A group of US researchers from the University of Massachusetts, Carnegie Mellon University, and Stony Brook University published a paper examining the accuracy of claims made by seven popular proxy providers concerning the physical location of their servers. Here are the main takeaways of this research.
Proxy operators often do not share any information that might be used to verify the accuracy of their claims about the physical location of the servers used. IP-to-location databases usually confirm the data shared by providers. However, there is evidence of errors in such databases.
During their work, the researchers assessed the location of 2269 proxy servers owned by seven companies and located in 222 countries and territories. The analysis has demonstrated that at least one-third of all servers are not located in the countries they should be according to the claims of the proxy providers. Instead, these servers are located in countries with cheap and reliable hosting such as the Czech Republic, Germany, Netherlands, UK, or the US.
Server location analysis
Commercial proxy and VPN providers can manipulate IP-to-location databases, for example, by changing location codes in the names of the routers. As a result, they brag about a wide range of available locations where their servers are working linking to IP-to-location databases, while in reality their hardware is located in a short list of particular countries.
To verify the actual location of proxy servers, the researchers used active a geolocation algorithm which assessed the round-trip of a packet sent to the server and then to other known hosts on the internet.
Less than 10% of proxy servers will respond to a ping, and researchers could not install any tracking software to the server itself. They could only send packets via proxy and measure the round-trip time. The overall round-trip of a packet sent to a website via a proxy is the time needed to get to the proxy plus the time from the proxy to the destination.
Researchers have developed specialized software based on four active geolocation algorithms: CBG, Octant, Spotter, and hybrid Octant/Spotter. The code of the solution is available on GitHub.
Since they could not rely on IP-to-location databases, the researchers used a list of RIPE Atlas anchor hosts. This database is accessible online, regularly updated, and contains locations proven to be correct. Moreover, hosts from the list are continually pinging each other and update round-trip times in the public database.
The final solution is a web app which tries to establish the HTTPS connection over a TCP sending the request to an unsecured HTTP:80 port. This will fail if the server is not listening on a port 80. However, if the server is listening on this port, the browser will reply to the SYN-ACK with a TLS ClientHello packet which triggers a protocol error. As a result, the browser will report a failure after a second round-trip.
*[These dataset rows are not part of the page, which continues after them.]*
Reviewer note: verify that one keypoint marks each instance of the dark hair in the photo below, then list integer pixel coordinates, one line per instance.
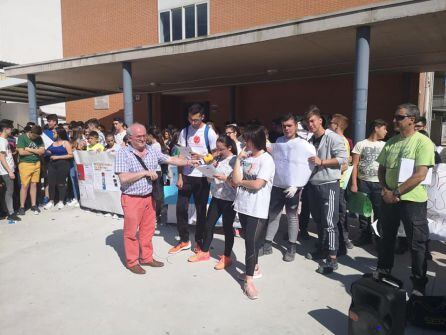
(93, 134)
(422, 119)
(228, 142)
(52, 117)
(412, 110)
(256, 134)
(62, 134)
(195, 109)
(313, 110)
(287, 117)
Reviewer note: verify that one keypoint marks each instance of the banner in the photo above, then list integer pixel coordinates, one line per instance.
(98, 185)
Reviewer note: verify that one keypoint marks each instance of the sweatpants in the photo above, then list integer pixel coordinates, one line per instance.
(58, 172)
(253, 228)
(217, 208)
(9, 194)
(324, 206)
(278, 200)
(414, 217)
(199, 188)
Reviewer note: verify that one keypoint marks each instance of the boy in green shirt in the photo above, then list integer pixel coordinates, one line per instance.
(30, 148)
(407, 201)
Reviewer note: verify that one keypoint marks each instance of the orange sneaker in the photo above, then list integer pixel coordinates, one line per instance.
(223, 263)
(199, 257)
(180, 247)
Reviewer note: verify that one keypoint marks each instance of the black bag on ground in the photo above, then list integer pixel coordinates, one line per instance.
(427, 312)
(378, 306)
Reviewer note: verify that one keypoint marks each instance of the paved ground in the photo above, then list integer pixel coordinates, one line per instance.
(62, 273)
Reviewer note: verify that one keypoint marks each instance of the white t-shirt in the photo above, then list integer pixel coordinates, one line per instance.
(251, 202)
(221, 189)
(119, 138)
(368, 152)
(4, 148)
(197, 143)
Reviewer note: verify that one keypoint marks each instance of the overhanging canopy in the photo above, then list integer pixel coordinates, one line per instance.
(405, 36)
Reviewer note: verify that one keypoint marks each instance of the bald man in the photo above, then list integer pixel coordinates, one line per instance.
(136, 167)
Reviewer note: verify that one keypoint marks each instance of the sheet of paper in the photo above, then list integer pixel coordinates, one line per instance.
(46, 140)
(291, 159)
(207, 170)
(407, 169)
(184, 151)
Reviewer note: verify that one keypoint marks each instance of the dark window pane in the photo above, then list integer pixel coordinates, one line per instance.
(177, 25)
(202, 19)
(190, 21)
(165, 26)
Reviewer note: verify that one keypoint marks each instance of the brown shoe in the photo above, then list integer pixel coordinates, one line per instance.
(154, 264)
(137, 269)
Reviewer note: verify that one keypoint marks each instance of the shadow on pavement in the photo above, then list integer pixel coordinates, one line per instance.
(332, 319)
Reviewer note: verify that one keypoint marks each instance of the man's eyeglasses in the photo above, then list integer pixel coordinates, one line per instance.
(398, 117)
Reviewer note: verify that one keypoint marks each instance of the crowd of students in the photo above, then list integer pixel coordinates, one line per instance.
(245, 183)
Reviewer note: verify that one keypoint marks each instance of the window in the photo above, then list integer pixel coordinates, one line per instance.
(183, 22)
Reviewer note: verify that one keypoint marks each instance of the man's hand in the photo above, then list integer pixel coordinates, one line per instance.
(290, 192)
(315, 161)
(389, 197)
(220, 176)
(152, 175)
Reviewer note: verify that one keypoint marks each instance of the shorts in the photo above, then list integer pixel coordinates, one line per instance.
(29, 172)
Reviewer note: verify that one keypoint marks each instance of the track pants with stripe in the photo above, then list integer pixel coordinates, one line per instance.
(324, 207)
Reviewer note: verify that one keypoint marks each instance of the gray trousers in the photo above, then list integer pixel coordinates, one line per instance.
(324, 207)
(278, 200)
(9, 193)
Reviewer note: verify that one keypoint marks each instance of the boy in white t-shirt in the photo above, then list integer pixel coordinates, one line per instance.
(365, 175)
(201, 139)
(7, 167)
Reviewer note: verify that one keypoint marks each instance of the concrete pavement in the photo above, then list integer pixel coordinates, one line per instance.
(62, 273)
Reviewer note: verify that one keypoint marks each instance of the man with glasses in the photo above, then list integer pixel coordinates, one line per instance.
(201, 139)
(120, 132)
(407, 201)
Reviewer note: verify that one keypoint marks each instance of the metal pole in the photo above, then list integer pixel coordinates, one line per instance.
(128, 92)
(149, 109)
(361, 83)
(32, 100)
(232, 105)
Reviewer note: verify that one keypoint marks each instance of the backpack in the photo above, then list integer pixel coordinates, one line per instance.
(206, 137)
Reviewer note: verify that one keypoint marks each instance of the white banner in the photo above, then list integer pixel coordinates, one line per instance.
(98, 185)
(291, 160)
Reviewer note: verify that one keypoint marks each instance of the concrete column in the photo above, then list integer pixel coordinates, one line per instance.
(32, 100)
(128, 92)
(361, 83)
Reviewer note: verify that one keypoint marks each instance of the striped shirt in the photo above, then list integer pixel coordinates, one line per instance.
(126, 161)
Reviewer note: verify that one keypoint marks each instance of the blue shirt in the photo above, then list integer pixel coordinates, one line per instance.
(127, 162)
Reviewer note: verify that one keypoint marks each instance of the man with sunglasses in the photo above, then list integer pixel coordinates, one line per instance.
(201, 139)
(407, 201)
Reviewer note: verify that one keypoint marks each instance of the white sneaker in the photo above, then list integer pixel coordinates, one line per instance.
(49, 205)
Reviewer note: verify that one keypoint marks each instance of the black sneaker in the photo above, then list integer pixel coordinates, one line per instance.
(290, 254)
(328, 266)
(266, 249)
(14, 217)
(316, 255)
(35, 210)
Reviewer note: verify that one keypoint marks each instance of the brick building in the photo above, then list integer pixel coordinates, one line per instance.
(242, 59)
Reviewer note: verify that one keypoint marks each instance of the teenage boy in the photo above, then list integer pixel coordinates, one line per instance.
(201, 139)
(323, 189)
(30, 148)
(7, 167)
(365, 175)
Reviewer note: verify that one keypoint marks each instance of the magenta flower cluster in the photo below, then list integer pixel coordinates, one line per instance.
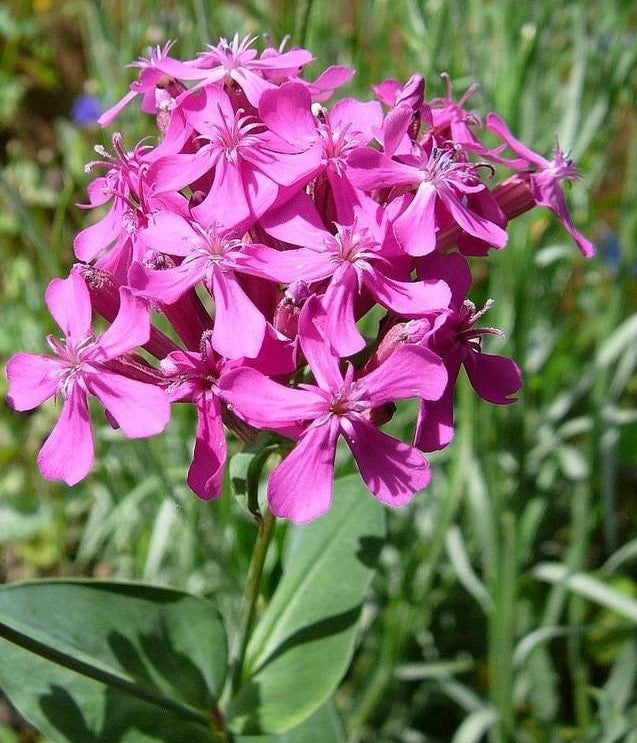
(263, 225)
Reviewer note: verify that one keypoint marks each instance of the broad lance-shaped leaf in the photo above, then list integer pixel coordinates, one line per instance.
(67, 707)
(94, 661)
(303, 644)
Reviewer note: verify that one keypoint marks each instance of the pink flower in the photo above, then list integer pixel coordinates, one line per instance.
(211, 255)
(545, 178)
(443, 181)
(454, 337)
(357, 257)
(300, 488)
(84, 364)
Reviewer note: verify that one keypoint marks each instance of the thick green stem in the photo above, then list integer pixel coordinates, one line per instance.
(251, 596)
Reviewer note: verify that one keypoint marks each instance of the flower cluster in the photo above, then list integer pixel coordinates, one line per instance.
(263, 225)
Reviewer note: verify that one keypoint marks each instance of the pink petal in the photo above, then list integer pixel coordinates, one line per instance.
(395, 128)
(497, 126)
(174, 172)
(170, 233)
(495, 378)
(434, 425)
(452, 268)
(411, 371)
(205, 475)
(293, 59)
(239, 326)
(32, 379)
(226, 202)
(169, 284)
(369, 169)
(285, 168)
(331, 78)
(284, 265)
(267, 404)
(95, 238)
(472, 222)
(341, 330)
(409, 298)
(208, 106)
(140, 409)
(300, 488)
(549, 193)
(362, 119)
(253, 85)
(69, 303)
(392, 470)
(107, 117)
(316, 347)
(261, 191)
(415, 228)
(297, 222)
(287, 111)
(69, 451)
(129, 330)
Using this method, the app can measure the time of one or both round-trips. There is also a CLI version of the tool.
No tested proxy providers share information on the specific location of their servers. They might name the city, but most often there is only information about the country. Moreover, even when the city is mentioned, this does not guarantee this information is correct. Researchers identified situations when the configuration files of the servers were using one city name (usa.new-york-city.cfg) but instructions in the file directed a connection to another city (chicago.vpn-provider.example).
Researchers were able to confirm the physical location of 989 of 2269 IP-addresses tested during the experiment. For 642 addresses they could not get reliable data, while 638 were confirmed to be not in the country the provider had claimed. More than 400 such fake addresses were not even located on the continent they should have been according to the provider's marketing materials.
Suspicious hosts were detected from every one of the seven tested providers. Researchers referred directly to these companies, but they declined to comment on the matter.